By Will Englund, The Washington Post
Azerbaijan’s troubled efforts to portray itself as a progressive and Western-oriented country took a beating this week with the announcement by a pro-government political party that it will pay $12,700 to anyone who cuts off the ear of a 75-year-old novelist.
The author is Akram Aylisli, and his crime is to have written a novella called “Stone Dreams” that is sympathetic to Armenians and recounts Azeri atrocities in the war between the two countries 20 years ago. Aylisli’s misfortune is to have had his work published, in Russia, at a time when an insecure regime in Azerbaijan is whipping up anti-Armenian fervor.
Azerbaijani President Ilham Aliyev has already stripped Aylisli of his title of “People’s Writer” and the pension that goes with it. Aylisli’s son was fired from his job and parliament has demanded that Aylisli submit to a DNA test to prove he’s Azerbaijani. Over the weekend, book burnings were staged around the country.

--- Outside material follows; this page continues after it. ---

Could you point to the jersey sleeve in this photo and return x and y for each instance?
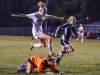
(64, 25)
(30, 15)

But on Monday the head of the Modern Musavat party, Hafiz Hajiyev, told the Turan Information Agency that the time has come for Aylisli to be punished for portraying Azerbaijanis as savages.
“We have to cut off his ear,” Hajiyev said. “This decision is to be executed by members of the youth branch of the party.”
Watchdog groups, including Human Rights Watch and the Institute for Reporters’ Freedom and Safety, denounced the threat. “I can’t believe he’s a man or human being,” Leyla Yunus, head of the Baku-based Institute of Peace and Democracy, said of Hajiyev. Even the Soviet era, Yunus said, didn’t feature “such horrible propaganda.”
The Interior Ministry pointed out that cutting off an ear is a crime and said it would investigate. But the government, rattled by protests in January, has been lashing out at its opponents and, as it has in the past, tried to distract public opinion by stirring up fears of an Armenian threat. Although a 1994 cease-fire stopped the war between the two former Soviet republics, Armenians still hold the territory of Nagorno-Karabakh, and Aliyev frequently vows to take it back.
Antagonism is high, and Aylisli has fallen afoul of that. While Azerbaijan has spent billions of dollars in oil revenue on military equipment, efforts by the United States, Russia and France to broker a settlement have failed. Shots across the cease-fire line are becoming more common, and in the past week two Azeri soldiers and one Armenian have reportedly been killed.
E. Wayne Merry, a visiting fellow at the Center for Strategic and International Studies in Washington, said recently that Nagorno-Karabakh is in a “pre-war” situation.
The government also has arrested two leading opposition politicians, Tofik Agublu and Ilgar Mammadov, and charged them with fomenting protests last month over an alleged brothel in the town of Ismayilli. The brothel, which was burned down, reportedly was owned by the son of one of Aliyev’s cabinet ministers.
The men will be held for two months and then face trial on charges that could bring three-year prison sentences. The arrests have been criticized by the European Union, Amnesty International and Human Rights Watch. Azerbaijan’s foreign ministry has rejected the criticism as unfounded.
Mammadov is a member of the advisory board of a group called Revenue Watch, which called for the immediate release of the two men. The United States, which values Azerbaijan for its hostility to neighboring Iran but criticizes the country’s human rights practices, urged the government to observe due process.
In an e-mail Mammadov sent to his supporters on the eve of his Feb. 4 arrest, he noted that he had been to Ismayilli, in a lull between protests, to see for himself what was going on. “Now the government is trying to use that fact to speculate that I have organized that massive unrest,” he wrote. He noted that his Republican Alternative party is likely to nominate him to run for president against Aliyev in October.
Aylisli, who could not be reached Tuesday, told Radio Liberty two weeks ago that he dwelt on Azeri atrocities in “Stone Dreams” because that was his responsibility as an Azerbaijani writer. Let Armenian authors, he said, write about the atrocities of their side — notably, a 1992 massacre in the town of Khojaly, the memory of which has become a major rallying point for aggrieved Azeris.
Aylisli also has written thinly veiled attacks on both Aliyev and his father, Heydar Aliyev, the former president, for the brutality and corruption of their regimes. That’s an image that Azerbaijan has gone to great lengths to obscure, helped by the glitzy revival of its capital, Baku, thanks to revenue from gas and oil. Using events like last year’s Eurovision song contest in Baku, the government has painted Azerbaijan as an outpost of flash and modernity that outshines its neighbor, Iran.
The secular fatwa against Aylisli’s ear, though, could make that campaign an uphill battle.